COP26 Day Two Summary – 2nd November 2021

COP26 Day Two Summary – 2nd November 2021

Further emphasis on nature restoration, a methane agreement and more funding for renewable energy, governments and companies alike put their money towards change.

An alliance has been formed between the Ikea Foundation, Bezos Earth Fund and Rockefeller Foundation with central investment banks, the initiative has been named the Global Energy Alliance for People and Planet (GEAPP) and aims to put $100 billion (~£73.5bn) towards low-carbon technology, clean energy production and eco-friendly jobs.

The Indian and UK governments have also launched an initiative known as the Green Grid Initiative that hopes to accelerate the construction of infrastructure for renewable energy with help from national governments to citizen groups. Ideally, this initiative aims to construct an international grid for solar power, removing the lack of energy production at night by supplying countries in the dark with electricity from a country in daytime.

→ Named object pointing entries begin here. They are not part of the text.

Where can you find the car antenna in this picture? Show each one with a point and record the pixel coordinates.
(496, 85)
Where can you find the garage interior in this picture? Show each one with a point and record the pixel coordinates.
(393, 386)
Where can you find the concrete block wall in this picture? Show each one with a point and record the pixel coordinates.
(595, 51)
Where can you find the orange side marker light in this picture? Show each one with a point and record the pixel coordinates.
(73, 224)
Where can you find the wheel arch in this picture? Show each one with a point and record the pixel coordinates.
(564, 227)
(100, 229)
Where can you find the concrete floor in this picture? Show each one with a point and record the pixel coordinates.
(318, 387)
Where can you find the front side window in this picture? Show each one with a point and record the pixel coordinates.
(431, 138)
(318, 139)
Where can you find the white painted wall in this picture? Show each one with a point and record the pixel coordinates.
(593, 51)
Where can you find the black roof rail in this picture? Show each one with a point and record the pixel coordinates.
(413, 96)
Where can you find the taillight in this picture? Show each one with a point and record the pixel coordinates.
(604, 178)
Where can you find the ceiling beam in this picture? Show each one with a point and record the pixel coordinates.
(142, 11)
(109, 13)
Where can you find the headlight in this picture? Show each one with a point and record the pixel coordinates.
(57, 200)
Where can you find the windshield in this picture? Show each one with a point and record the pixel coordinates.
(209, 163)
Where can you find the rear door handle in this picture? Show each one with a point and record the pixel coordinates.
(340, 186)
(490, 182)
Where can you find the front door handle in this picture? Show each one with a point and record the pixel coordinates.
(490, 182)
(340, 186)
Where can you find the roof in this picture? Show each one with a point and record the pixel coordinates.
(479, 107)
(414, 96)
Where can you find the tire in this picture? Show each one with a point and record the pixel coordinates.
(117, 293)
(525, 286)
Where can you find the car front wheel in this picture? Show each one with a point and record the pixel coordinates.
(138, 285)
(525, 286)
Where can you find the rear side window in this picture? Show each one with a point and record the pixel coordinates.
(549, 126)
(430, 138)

A new coalition has been formed, the Water and Climate Coalition, launched to inform people about how water and the climate are linked. Created by the heads of UN Water and the World Meteorological Organisation, this coalition aims to inform governments, the private sector and civilian groups about the connections between water systems, climate and nature, bringing attention to the fact that 80% of climate impacts relate or are manifested by water.

Building on the forest and land use declaration made yesterday, seen here, a further 19 countries have signed up. The EU and 11 nations have separately pledged to allocate $12 billion (~£8.8bn) towards globally aiding the halting and reversing of deforestation, prioritising assisting developing nations and protecting the rights of indigenous people. Known as the Global Forest Finance Pledge, it is supposedly the largest commitment of its kind.

The Global Methane Pledge has been put forward by the US and EU, hoping to cut back methane emissions and reduce warming in the short-term. After failing to set a target at G20 for methane emissions, the initiative seeks to cut methane emissions by 30% by 2030, delivering on this could reduce warming by 0.2oC by 2050. The pledge now has signatories from 103 countries, representing 70% of the global economy, found here. Funding has also been provided by philanthropists globally to support methane mitigation methods.